Case ID: misc2d_103/html/0930-01.html
Source: Caselaw Access Project
Author: {"author": "Irving S. Aronin, J.", "license": "Public Domain", "url": "https://static.case.law/"}
Date Created: 2024-08-24T03:29:51.129683

In the Matter of Guissepina Domino, Petitioner, v Barbara Blum, as Commissioner of the New York State Department of Social Services, et al., Respondents.
    Supreme Court, Special Term, Kings County,
    July 25, 1980
    APPEARANCES OF COUNSEL
    
      John C. Gray, Jr., and Rubin Nazario for petitioner. Robert Abrams, Attorney-General (Joy Meyers of counsel), for respondents.
   OPINION OF THE COURT

Irving S. Aronin, J.

Petitioner in this article 78 proceeding, a recipient of AFDC benefits since her husband’s disability, seeks, inter alla, to set aside a recoupment of excess benefits ordered by respondent because of petitioner’s alleged withholding of information concerning her assets and resources. An interim order herein granted petitioner leave to proceed as a poor person.

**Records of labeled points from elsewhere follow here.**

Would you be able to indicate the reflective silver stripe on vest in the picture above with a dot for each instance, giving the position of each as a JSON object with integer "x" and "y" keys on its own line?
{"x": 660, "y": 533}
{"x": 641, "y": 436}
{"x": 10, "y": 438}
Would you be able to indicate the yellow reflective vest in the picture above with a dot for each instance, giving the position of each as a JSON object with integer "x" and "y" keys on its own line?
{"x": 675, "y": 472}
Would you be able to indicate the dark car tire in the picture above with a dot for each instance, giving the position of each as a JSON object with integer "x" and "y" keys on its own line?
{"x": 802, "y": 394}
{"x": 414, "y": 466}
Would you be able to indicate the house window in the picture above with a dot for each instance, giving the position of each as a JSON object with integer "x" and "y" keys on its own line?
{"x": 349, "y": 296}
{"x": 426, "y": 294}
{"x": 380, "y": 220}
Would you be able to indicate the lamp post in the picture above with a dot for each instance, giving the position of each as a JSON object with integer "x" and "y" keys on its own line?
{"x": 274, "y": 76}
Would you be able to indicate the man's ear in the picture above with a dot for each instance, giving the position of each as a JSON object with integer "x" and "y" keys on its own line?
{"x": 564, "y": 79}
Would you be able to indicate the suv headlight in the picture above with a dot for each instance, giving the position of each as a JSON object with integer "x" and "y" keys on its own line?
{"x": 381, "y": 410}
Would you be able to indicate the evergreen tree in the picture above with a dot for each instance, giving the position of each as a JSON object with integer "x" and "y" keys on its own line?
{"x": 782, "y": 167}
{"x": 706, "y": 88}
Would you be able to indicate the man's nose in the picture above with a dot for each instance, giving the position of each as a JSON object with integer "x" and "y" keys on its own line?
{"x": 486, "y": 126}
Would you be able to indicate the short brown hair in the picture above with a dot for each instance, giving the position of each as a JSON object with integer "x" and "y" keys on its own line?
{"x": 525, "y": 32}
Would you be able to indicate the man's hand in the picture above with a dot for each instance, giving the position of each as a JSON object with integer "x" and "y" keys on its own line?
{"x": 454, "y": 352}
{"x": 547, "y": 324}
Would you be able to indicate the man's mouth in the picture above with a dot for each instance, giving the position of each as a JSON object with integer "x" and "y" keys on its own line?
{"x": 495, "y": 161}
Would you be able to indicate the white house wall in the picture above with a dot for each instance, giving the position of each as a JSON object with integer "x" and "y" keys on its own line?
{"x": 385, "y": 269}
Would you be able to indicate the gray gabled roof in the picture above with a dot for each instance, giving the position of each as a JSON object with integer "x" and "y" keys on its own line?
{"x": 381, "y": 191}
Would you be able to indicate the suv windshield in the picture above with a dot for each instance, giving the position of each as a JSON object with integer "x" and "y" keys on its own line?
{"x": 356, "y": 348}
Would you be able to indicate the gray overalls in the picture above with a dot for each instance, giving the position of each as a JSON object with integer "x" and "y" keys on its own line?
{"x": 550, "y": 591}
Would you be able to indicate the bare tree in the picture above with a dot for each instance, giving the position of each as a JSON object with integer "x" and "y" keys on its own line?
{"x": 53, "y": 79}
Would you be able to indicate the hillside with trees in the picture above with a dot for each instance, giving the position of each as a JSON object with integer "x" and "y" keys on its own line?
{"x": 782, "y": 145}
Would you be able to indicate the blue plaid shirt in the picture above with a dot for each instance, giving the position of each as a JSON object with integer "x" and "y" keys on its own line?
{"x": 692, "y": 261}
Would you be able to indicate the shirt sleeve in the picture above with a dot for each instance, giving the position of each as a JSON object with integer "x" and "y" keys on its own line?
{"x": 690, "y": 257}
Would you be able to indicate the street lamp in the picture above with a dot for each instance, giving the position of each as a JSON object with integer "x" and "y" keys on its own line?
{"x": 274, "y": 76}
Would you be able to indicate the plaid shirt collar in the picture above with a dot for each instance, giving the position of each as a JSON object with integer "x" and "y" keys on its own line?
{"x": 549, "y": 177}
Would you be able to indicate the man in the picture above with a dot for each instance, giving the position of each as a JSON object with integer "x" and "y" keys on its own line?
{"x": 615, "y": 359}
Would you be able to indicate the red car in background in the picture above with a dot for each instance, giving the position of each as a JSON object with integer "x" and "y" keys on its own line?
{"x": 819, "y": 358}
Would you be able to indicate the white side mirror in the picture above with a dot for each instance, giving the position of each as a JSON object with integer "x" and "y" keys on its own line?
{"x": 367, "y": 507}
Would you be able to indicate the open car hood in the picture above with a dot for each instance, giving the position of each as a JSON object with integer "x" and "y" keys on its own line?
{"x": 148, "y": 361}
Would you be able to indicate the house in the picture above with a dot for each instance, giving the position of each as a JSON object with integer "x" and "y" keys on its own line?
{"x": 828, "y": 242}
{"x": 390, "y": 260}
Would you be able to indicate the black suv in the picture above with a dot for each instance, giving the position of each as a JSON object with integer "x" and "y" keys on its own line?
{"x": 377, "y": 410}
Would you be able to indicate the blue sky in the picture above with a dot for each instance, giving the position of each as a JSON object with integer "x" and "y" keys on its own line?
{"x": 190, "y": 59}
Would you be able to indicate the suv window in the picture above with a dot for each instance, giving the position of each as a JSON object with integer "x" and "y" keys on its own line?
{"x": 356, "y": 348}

Petitioner’s husband had applied for disability insurance benefits. On January 26, 1979, the Social Security Administration informed Mr. and Mrs. Domino that monthly benefits of $214.40 had been approved for him as well as $35.80 for her as the spouse of a disabled insured person. At about the same time they received checks for five months’ benefits (retroactive to August, 1978), of $1,251 and $179, respectively. That sum of $1,430 was spent almost immediately and on February 5, 1979, petitioner reported to the local agency the receipt of the $1,430 and its having been spent for various necessaries and the repayment of debts. On March 1, 1979, the local agency gave petitioner notice of its intent to reduce her grant (1) to take into account the monthly benefits being received from the Social Security Administration and (2) to recoup the excess funds represented by the retroactive benefit payments. The fair hearing requested by petitioner was held on September 25, 1979, and respondent’s decision dated November 20, 1979, corrected petitioner’s shelter grant, not at issue here, and affirmed the recoupment ordered by the local agency.

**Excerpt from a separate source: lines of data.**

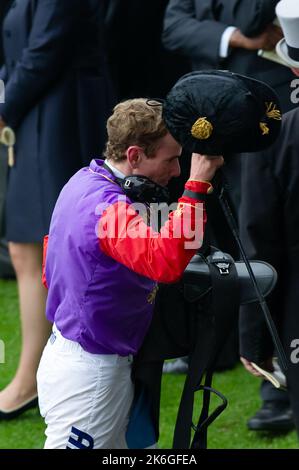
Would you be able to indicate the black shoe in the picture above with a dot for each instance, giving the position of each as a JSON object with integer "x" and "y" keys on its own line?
{"x": 6, "y": 415}
{"x": 273, "y": 416}
{"x": 179, "y": 366}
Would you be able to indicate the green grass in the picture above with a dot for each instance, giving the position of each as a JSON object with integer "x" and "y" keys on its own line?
{"x": 227, "y": 432}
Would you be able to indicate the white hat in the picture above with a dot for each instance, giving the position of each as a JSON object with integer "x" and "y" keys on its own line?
{"x": 287, "y": 12}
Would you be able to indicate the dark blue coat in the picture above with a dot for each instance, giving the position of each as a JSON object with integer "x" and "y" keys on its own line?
{"x": 57, "y": 100}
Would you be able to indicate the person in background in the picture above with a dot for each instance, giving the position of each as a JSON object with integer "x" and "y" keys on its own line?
{"x": 57, "y": 99}
{"x": 270, "y": 231}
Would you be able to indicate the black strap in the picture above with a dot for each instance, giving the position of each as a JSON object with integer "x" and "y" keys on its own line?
{"x": 212, "y": 333}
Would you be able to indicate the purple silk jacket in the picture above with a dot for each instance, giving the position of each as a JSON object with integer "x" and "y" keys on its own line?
{"x": 93, "y": 299}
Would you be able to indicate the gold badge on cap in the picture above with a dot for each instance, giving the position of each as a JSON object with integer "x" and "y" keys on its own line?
{"x": 202, "y": 129}
{"x": 272, "y": 112}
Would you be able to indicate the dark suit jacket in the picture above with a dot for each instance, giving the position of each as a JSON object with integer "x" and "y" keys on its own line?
{"x": 194, "y": 28}
{"x": 139, "y": 64}
{"x": 269, "y": 227}
{"x": 57, "y": 100}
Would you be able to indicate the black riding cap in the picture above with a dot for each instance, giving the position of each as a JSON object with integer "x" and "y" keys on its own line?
{"x": 219, "y": 112}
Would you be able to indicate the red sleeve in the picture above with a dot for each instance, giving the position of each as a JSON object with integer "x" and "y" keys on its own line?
{"x": 161, "y": 256}
{"x": 45, "y": 246}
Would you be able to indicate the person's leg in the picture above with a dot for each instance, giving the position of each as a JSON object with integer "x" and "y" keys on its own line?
{"x": 275, "y": 413}
{"x": 27, "y": 262}
{"x": 84, "y": 398}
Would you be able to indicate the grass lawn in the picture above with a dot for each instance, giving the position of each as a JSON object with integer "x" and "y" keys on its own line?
{"x": 228, "y": 432}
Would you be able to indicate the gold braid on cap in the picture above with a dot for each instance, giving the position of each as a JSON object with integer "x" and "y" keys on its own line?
{"x": 271, "y": 113}
{"x": 202, "y": 129}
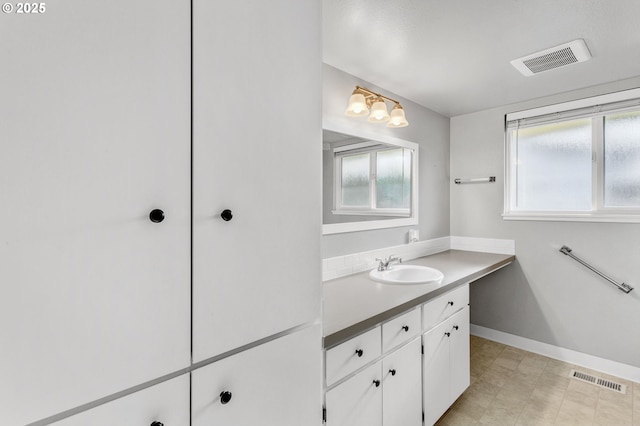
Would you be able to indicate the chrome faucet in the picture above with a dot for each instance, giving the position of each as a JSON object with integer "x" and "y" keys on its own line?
{"x": 386, "y": 263}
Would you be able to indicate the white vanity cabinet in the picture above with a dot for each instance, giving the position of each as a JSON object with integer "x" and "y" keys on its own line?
{"x": 95, "y": 131}
{"x": 401, "y": 386}
{"x": 386, "y": 389}
{"x": 357, "y": 401}
{"x": 256, "y": 147}
{"x": 273, "y": 384}
{"x": 165, "y": 404}
{"x": 446, "y": 362}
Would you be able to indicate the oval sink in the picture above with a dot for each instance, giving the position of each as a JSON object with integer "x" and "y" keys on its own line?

The question before the court is the proper basis for recoupment. Recoupment of overpaid assistance is provided for by 18 NYCRR 352.31 (d). Insofar as pertinent here, paragraph (1) (ii) provides recoupment "shall not be required unless the recipient has currently available income or resources”, whereas paragraph (2) provides "Where overpayments were occasioned or caused by a recipient’s willful withholding of information * * * recoupment * * * shall be made irrespective of current income and resources.” However, paragraph (3) provides recoupment may be had under paragraph (2) only if a recipient fails to report changes in income, resources and other circumstances which may affect the amount of public assistance "within 10 days after each change”.

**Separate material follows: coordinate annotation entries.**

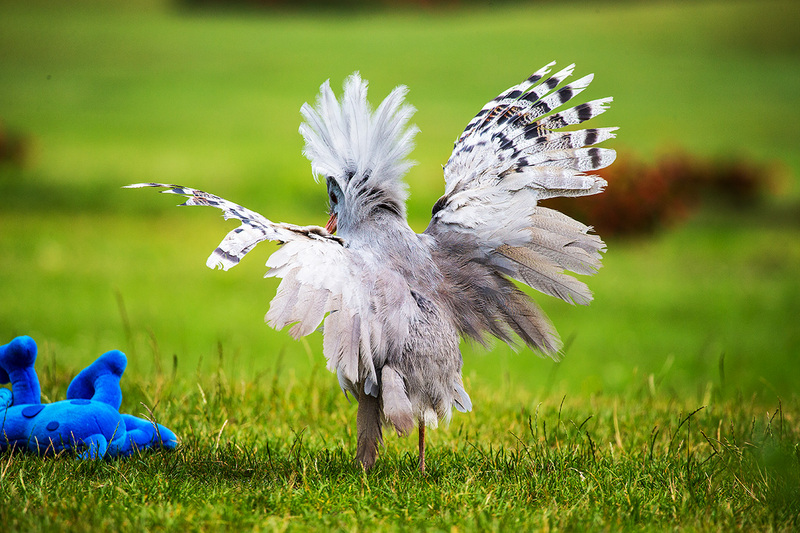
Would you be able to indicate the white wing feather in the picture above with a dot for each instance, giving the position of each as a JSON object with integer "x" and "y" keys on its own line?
{"x": 319, "y": 276}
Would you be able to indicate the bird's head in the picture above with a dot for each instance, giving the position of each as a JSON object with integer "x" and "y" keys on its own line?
{"x": 361, "y": 153}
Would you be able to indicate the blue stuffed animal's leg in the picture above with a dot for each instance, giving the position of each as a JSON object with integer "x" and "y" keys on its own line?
{"x": 6, "y": 399}
{"x": 145, "y": 434}
{"x": 100, "y": 380}
{"x": 96, "y": 446}
{"x": 16, "y": 366}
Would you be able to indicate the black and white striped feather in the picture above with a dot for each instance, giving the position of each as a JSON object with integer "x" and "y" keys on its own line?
{"x": 507, "y": 159}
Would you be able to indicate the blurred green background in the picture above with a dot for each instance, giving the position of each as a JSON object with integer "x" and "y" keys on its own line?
{"x": 96, "y": 95}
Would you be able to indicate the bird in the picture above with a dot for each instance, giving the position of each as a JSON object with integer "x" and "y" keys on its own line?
{"x": 393, "y": 304}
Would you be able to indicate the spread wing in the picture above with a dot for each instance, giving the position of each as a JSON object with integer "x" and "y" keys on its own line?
{"x": 488, "y": 226}
{"x": 321, "y": 280}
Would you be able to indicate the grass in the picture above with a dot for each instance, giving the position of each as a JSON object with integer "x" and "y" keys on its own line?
{"x": 638, "y": 462}
{"x": 699, "y": 317}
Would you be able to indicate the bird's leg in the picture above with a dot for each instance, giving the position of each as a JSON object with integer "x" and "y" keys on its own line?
{"x": 368, "y": 428}
{"x": 421, "y": 446}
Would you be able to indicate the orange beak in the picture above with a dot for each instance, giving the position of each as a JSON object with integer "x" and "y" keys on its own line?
{"x": 331, "y": 225}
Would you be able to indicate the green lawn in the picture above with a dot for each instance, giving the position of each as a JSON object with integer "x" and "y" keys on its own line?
{"x": 702, "y": 315}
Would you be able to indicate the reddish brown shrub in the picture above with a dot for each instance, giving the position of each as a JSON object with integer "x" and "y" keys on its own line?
{"x": 642, "y": 198}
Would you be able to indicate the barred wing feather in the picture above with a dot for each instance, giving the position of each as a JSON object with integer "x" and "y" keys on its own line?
{"x": 319, "y": 276}
{"x": 507, "y": 159}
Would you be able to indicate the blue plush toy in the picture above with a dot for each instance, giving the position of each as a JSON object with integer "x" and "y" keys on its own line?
{"x": 88, "y": 421}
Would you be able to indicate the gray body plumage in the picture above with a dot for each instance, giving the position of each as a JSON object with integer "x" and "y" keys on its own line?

Respondent determined that petitioner’s willful withholding of information that Social Security benefits were being received and the amount thereof resulted in petitioner’s receiving payments to which she was not entitled. However, the assistance payments received in the months of August, 1978, to December 1978, inclusive, were correct when they were received. It was the late payment of the Social Security benefits for those months (in January, 1979) that created the overpayments in assistance, not any action, omission or concealment on the part of petitioner. It was the payment of those benefits that converted the licit to the illicit. There is thus no basis in fact for respondent’s determination.

Moreover, the reporting requirement contained in paragraph (3), which is a prerequisite to respondent’s proceeding under paragraph (2), has been complied with. The Social Security Administration’s notice was dated January 26, 1979 and petitioner reported those facts to the local agency on February 5, 1979. Whatever reservations the court may have as to the speed with which the $1,430 was spent, the petitioner did report within 10 days after the change and there is thus no basis in law for the respondent’s determination.

Since there is no basis either in fact or in law for respondent’s proceeding under paragraph (2), that determination is arbitrary and capricious and cannot stand. The petition is therefore granted to the extent of remanding this matter to respondent for further proceedings not inconsistent herewith.